Czech It Out: Artist and Teacher
Date: July 26, 2001
Sets Up Studio in Bohemian Castle
Story by: Mary Bridget Reilly
Phone: (513) 556-1824
Archive: General News
UC painter Frank Herrmann, professor of fine art in the College of Design, Architecture, Art, and Planning, is using his summer to help his art grow and change during a prestigious artist-in-residence program overseas. Herrmann will live and work with an international group of 11 other artists in a Baroque castle set in the town of Cimelice in the Czech Republic from July 31-Oct. 2.
"I've never painted away from my own space. I know that I and my work will change and be reinvented. That's the whole purpose of the residency and communal living," explained Herrmann.

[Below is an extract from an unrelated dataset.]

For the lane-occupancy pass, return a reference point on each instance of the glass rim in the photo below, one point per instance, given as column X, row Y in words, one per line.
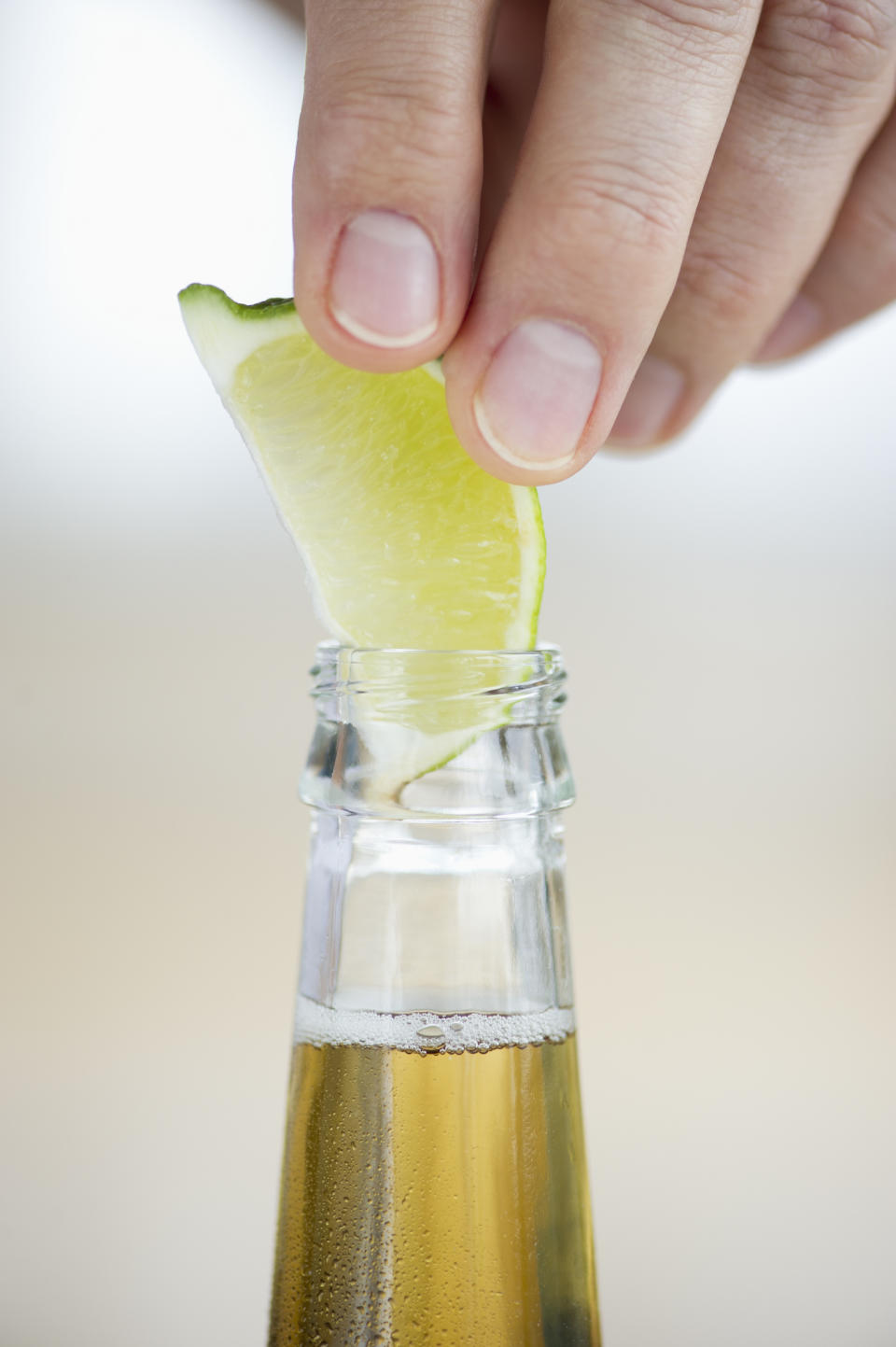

The artist-in-residence program began in 1999 and has included artists from throughout Western and Eastern Europe, Russia, South America and the U.S. working in a variety of media, including performance art, painting, film and photography, literature, and sculpture. It is sponsored by the Foundation and Center for Contemporary Art in Prague; however, the residency itself is held in a small, historical village. The artists live in Cimelice castle which was built in 1728-1730.

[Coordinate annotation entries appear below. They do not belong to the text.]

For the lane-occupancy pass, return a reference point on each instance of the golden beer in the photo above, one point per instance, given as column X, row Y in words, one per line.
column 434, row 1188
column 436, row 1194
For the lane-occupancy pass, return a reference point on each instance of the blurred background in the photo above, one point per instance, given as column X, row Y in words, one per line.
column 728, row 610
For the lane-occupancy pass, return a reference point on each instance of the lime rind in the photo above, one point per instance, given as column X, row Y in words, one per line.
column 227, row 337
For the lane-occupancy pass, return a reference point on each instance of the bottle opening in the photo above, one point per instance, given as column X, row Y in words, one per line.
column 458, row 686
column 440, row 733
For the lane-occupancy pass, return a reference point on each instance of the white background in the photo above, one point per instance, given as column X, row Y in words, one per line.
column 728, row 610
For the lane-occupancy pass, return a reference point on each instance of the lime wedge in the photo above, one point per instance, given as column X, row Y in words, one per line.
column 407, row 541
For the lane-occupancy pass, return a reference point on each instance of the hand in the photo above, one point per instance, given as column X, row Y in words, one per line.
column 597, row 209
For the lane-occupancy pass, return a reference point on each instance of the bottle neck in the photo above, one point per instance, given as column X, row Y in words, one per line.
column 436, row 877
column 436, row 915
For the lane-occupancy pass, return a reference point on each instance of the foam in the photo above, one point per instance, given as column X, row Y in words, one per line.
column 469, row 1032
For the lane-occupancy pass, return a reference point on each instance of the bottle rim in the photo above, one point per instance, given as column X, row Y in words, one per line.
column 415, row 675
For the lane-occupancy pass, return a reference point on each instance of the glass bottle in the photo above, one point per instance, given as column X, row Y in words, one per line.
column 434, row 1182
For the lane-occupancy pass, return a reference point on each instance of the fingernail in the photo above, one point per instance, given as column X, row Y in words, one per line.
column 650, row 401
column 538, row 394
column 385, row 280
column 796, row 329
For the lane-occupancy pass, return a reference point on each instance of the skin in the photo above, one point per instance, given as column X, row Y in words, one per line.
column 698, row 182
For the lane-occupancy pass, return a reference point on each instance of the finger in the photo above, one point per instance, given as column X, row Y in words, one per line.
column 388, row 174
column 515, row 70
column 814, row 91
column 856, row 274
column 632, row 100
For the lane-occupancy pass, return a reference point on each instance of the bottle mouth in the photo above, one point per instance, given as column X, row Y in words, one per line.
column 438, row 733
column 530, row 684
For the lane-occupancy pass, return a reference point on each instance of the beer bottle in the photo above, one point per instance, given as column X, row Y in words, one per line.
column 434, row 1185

While working, the artists are expected to exchange ideas and share experiences that reflect their culture and countries of origin. They're also expected to display their work to the citizens of Cimelice, which has a population of about 1,000, said Herrmann.
In addition to packing his Cincinnati studio into two suitcases, Herrmann will be packing a love of painting going strong after decades. "After 35 years of painting, I'm still excited...I like the touch, the smell and the substance of paint. I love the possibility of fantasy, illusion. For me, the most exciting painting is the painting I haven't yet made, those problems I haven't yet solved...I know that one really never learns how to paint. For me, each painting is a mistake, asking a question that points toward the possibility of the next painting."

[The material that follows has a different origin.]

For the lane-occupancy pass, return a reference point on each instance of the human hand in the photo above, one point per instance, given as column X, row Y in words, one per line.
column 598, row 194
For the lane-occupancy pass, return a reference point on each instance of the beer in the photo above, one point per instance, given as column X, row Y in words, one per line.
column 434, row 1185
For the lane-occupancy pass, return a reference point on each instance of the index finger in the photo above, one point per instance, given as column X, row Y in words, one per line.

Herrmann's stay is funded by the Ohio Arts Council. He is also the recipient of additional grants from the Ohio Arts Council: a $10,000 Individual Artist Fellowship and an OAC Project Grant of $3,500. He has also received a $3,000 Summerfair Individual Artist Grant.
His work - colorful, abstract images - will likely continue to focus on the people, culture and myths of New Guinea. He's explored this subject for many months now after receiving a book on New Guinea's indigenous cultures from his son, an anthropologist. "I read that book, and I was hooked," confided Herrmann. "I've learned more and more about the culture and how it changed since contact with the West...Of course," he adds, "I don't know how the contacts I'll make in the Czech Republic will change my work, but I'm sure they will."